Espremido entre dois Poderes, duas ditaduras oficiosas mas, reais, fica dificil governar.]
Apesar de ter agradado àqueles que temiam que a sanção do projeto tal
qual aprovado pela Câmara e pelo Senado contribuiria para a total
degeneração da política em corrupção, o veto parcial de Bolsonaro merece
ser analisado com bastante cuidado, pois revela uma bem arquitetada
estratégia política. Começamos pelo que não foi vetado. Bolsonaro fez vista grossa para três
dispositivos relacionados ao uso do fundo partidário, uma bolada que
gira em torno de R$ 1 bilhão de dinheiro público distribuída todo ano
aos partidos. De acordo com a nova lei sancionada pelo presidente, os
partidos agora poderão utilizar esses recursos para defender
judicialmente seus membros em processos relacionados à eleição, para
adquirir bens imóveis e móveis (inclusive veículos, jatinhos e
helicópteros) e também no impulsionamento de conteúdo na internet.

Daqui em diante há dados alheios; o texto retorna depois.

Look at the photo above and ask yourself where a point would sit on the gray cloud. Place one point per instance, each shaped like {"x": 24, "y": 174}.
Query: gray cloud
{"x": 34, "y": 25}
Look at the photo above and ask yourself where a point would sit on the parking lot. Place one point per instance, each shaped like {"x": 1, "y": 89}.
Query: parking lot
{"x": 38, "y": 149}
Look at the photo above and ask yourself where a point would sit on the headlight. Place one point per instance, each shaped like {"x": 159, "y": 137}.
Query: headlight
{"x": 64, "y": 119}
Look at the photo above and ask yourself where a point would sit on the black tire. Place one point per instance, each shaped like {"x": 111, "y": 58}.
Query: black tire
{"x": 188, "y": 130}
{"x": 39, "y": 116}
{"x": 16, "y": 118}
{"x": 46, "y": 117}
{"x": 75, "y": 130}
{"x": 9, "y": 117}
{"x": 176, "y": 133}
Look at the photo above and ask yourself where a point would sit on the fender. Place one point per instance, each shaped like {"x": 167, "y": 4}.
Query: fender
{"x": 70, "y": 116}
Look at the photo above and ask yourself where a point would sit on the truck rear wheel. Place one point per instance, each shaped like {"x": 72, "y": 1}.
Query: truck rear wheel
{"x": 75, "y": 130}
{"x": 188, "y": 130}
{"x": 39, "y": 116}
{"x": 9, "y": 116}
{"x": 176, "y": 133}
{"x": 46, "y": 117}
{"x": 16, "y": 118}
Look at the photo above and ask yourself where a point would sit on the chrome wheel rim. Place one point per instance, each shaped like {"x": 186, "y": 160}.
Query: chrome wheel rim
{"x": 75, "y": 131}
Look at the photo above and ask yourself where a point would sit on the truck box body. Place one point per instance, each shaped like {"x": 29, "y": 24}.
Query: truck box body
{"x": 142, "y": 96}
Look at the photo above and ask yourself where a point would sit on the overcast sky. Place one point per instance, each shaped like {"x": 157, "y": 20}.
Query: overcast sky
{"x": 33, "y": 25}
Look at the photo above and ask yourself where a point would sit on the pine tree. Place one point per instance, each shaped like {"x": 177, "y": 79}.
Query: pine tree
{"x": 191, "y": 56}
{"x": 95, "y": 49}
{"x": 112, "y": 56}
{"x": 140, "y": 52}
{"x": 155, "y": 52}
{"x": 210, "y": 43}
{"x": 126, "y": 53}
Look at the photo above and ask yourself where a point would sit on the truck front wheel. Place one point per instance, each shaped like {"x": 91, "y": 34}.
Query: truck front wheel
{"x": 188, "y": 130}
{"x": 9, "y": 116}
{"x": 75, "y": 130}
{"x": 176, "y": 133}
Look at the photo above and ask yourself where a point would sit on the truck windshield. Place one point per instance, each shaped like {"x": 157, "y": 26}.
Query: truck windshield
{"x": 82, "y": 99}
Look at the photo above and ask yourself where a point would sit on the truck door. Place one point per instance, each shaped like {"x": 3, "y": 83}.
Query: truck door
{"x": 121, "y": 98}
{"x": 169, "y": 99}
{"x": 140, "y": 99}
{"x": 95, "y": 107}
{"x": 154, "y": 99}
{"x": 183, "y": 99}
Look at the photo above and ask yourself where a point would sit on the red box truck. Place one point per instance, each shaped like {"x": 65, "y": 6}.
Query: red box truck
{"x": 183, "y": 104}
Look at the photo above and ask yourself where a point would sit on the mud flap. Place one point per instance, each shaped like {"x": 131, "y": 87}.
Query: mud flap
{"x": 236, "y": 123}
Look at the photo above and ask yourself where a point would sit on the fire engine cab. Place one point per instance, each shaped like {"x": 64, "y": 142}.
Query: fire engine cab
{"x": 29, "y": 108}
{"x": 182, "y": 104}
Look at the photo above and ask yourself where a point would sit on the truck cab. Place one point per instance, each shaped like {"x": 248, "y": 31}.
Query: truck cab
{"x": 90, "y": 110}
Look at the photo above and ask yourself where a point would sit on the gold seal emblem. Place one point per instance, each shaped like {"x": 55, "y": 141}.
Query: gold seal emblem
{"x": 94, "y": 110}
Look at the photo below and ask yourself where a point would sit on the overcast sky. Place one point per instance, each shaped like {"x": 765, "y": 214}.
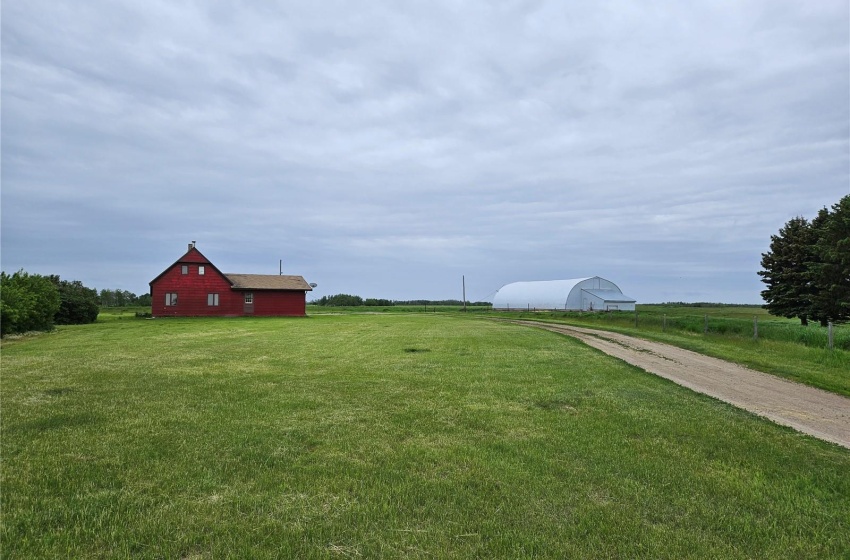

Não é difícil perceber que, ao não vetar esses pontos, Bolsonaro colocou
os seus próprios objetivos à frente do interesse público. Para começar,
seu partido, o PSL, defende-se judicialmente de várias acusações de uso
de laranjas nas últimas eleições - e a partir de agora poderá usar o
fundo partidário para pagar seus advogados. Além disso, dada a sua expressiva votação nas últimas eleições, o PSL
será o maior agraciado na distribuição do fundo partidário - e poder
gastar esse dinheiro para adquirir imóveis Brasil afora (e, talvez,
jatinhos e helicópteros para facilitar o transporte) pode ser de grande
valia para expandir os domínios do bolsonarismo nos rincões do país. Por fim, o uso do fundo para o impulsionamento de conteúdo nas redes
sociais dará ainda mais força para a principal estratégia de marketing
de Bolsonaro rumo a 2020 e 2022.
Também faltou tinta na caneta Bic do presidente para vetar a utilização
dos recursos bilionários dos fundos partidário e eleitoral para o
pagamento de consultorias, assessorias contábeis e serviços
advocatícios. Bolsonaro não apenas sacramentou essa imensa brecha para o
caixa dois, como ainda aceitou a proposta dos parlamentares de deixar
essas despesas fora do teto de gastos de campanha e de poderem ser
objeto de contabilidade paralela na prestação de contas junto ao TSE.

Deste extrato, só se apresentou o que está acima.